Goldenvoice, Tomas Cookman Partner For Supersonico Festival in Los Angeles (Exclusive)

Latin Alternative Music Conference founder Tomas Cookman and Coachella promoter Goldenvoice will jointly produce a “multi-stage, multi-lingual” festival at Los Angeles’ Shrine Auditorium in the second half of 2014, has learned.
“We wanted to see something like Coachella happen for the Latin market,” says Rebeca León, VP of Latin talent at AEG Live/Goldenvoice. “We want that kind of music to succeed and give it as many platforms as possible.”
The one-day festival, dubbed Supersonico, is planned as an annual “cultural happening” that will feature a diverse line-up of the kind of acts showcased at New York’s LAMC, which will be held for the 15th consecutive year July 8-12. Last summer’s LAMC attracted an audience of about 50,000 people to shows in Central Park and other locations.
“I think the beauty of Latin alternative is that it includes rock, hip hop, reggae, electronic music, even different types of pop,” notes Cookman, who also heads the L.A.-based Latin alternative label Nacional Records. “[Supersonico] is the place where artists like Café Tacvba and Ivy Queen could conceivably fit together at the same festival.”
Cookman adds that the Supersonico lineup will include a strong DJ component, as well as some English -- and possibly Portuguese -- speaking artists.

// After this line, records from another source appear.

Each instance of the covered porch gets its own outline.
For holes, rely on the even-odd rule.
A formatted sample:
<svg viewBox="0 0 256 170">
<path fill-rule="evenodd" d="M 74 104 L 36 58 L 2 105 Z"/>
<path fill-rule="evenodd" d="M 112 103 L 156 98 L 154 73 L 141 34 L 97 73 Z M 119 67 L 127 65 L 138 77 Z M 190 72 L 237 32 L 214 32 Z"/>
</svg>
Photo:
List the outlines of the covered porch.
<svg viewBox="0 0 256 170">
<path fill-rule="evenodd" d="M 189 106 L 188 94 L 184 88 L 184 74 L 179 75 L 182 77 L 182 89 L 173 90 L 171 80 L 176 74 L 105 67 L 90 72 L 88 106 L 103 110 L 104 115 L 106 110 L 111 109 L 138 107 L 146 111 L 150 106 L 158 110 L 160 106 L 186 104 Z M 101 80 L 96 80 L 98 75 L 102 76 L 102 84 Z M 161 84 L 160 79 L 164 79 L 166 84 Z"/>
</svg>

“I think it’s about putting together a kick-ass bill,” León comments. “Regardless of the genre or the language people will want to go and see it.”
She says Goldenvoice has tested the market in L.A. and other U.S. cities for Spanish-language alternative with popular artists like Mexican rock band Zoé and Tacvba. “We have done a ton of shows where there is interest from the general market [as well as the Latino audience],” León notes.

In November, Goldenvoice produced Cali Ruta, a cross-border tour of young English and Spanish-language bands that followed the coastal region from Pomona, Calif., to Tijuana.
Goldenvoice, a divison of AEG Live, took over booking and administration of the Shrine Auditorium and adjacent Expo Hall in 2012. Cookman says that the festival will take advantage of the venue’s multiple spaces to create an experience that will include art, food and possibly a wrestling ring and skateboarding area. The festival will start early in the day to accommodate all-ages, and ticket prices will be kept “affordable,” with the goal of attracting about 15,000 people in 2014.
“L.A. needs a festival like this,” Cookman says. “It’s a place where there is a lot of blurring the lines between Latinos and non-Latinos, not to mention the Latinos who don’t speak Spanish. Los Angeles is very specific and interesting like that.”
“A festival takes time to develop and that’s a commitment we’re going to make,” León adds. “I think we’re going to have success with this. There’s a general hunger and a need for something like this.”
Cookman notes that he has already had interest in Supersonico from potential brand sponsors. “We have the sponsors who get it -- who get this space and it is an attractive space,” he says. “If there is someone to do this and do it right it’s the people who put on LAMC for 15 years and the people who do Coachella.”